I would like to ask for your help for the following exercise:
"Let the power Series $\sum a_nx^n$, where the formula of the sequence an is not given. It is given that the power series converges if $x=2$ and diverges if $x=-3 \ $. We would like to prove that the power series converges if $x=1$ and diverges if $x=4$".
I was thinking to use D' Alembert Criterion to prove it, but the formula of $a_n$ is not given. Could you please guide me?
Thank you very much in advance.
On
Suppose that $\sum a_n c^n$ diverges and that $\vert x \vert > \vert c \vert$. If $\sum \vert a_n \vert \vert x \vert^n$ would converges, its general term would be bounded, let say by $M>0$. Which means $\vert a_n \vert \vert x \vert ^n \le M$ for all $n \in \mathbb N$. But then $\vert a_n \vert \vert c \vert^n \le M \left\vert \frac{c}{x}\right\vert^n$. A contradiction as the last series is absolutely convergent being a geometric series with ratio less than one.

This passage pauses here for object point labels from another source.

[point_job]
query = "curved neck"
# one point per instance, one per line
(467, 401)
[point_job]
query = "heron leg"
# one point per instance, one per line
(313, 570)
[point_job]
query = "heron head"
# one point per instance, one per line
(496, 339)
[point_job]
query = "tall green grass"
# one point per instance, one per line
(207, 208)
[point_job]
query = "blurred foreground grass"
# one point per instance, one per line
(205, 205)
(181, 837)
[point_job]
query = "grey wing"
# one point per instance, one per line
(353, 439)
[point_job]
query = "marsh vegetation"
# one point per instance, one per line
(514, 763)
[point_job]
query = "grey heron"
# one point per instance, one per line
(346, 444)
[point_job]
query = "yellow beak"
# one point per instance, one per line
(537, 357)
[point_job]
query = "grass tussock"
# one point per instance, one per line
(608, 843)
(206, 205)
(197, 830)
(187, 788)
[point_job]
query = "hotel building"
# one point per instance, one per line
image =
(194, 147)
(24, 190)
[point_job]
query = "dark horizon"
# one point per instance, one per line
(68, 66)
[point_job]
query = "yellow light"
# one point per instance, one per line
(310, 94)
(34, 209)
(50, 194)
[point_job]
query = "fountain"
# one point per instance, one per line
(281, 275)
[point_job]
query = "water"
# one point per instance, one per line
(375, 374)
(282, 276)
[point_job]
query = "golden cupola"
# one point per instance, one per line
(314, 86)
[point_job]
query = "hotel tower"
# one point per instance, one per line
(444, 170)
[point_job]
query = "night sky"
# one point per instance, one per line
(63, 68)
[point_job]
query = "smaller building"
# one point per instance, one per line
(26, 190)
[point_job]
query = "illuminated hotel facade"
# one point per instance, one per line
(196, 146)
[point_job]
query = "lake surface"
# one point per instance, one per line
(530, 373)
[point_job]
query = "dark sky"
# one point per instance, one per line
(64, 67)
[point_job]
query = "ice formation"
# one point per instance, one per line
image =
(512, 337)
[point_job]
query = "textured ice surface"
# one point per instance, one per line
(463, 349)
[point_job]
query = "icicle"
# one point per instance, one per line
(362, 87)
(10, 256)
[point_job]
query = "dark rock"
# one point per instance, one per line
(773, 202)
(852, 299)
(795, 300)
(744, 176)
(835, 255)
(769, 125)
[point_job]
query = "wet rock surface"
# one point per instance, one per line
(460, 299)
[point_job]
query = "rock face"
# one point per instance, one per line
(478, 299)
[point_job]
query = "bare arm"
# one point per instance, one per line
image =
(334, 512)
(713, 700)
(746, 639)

You can have a similar proof to prove that $\sum a_n x^n$ converges if $\sum a_n y^n$ converges with $\vert x \vert < \vert y \vert$.
You can apply that to the specific cases of your question.
Whenever a power series $\sum_{n=0}^\infty a_n(x-x_0)^n$ converges at a point $x$, then it converges at any point $y$ such that $\lvert y-x_0\rvert<\lvert x-x_0\rvert$. And if it diverges at a point $x$, then it diverges at any point $y$ such that $\lvert y-x_0\rvert>\lvert x-x_0\rvert$.
So, since your series is centered at $0$ and converges at $2$, then it converges at $1$ too, since $\lvert1\rvert<\lvert2\rvert$. And, since it diverges at $-3$, it diverges at $4$, since $\lvert4\rvert>\lvert-3\rvert$.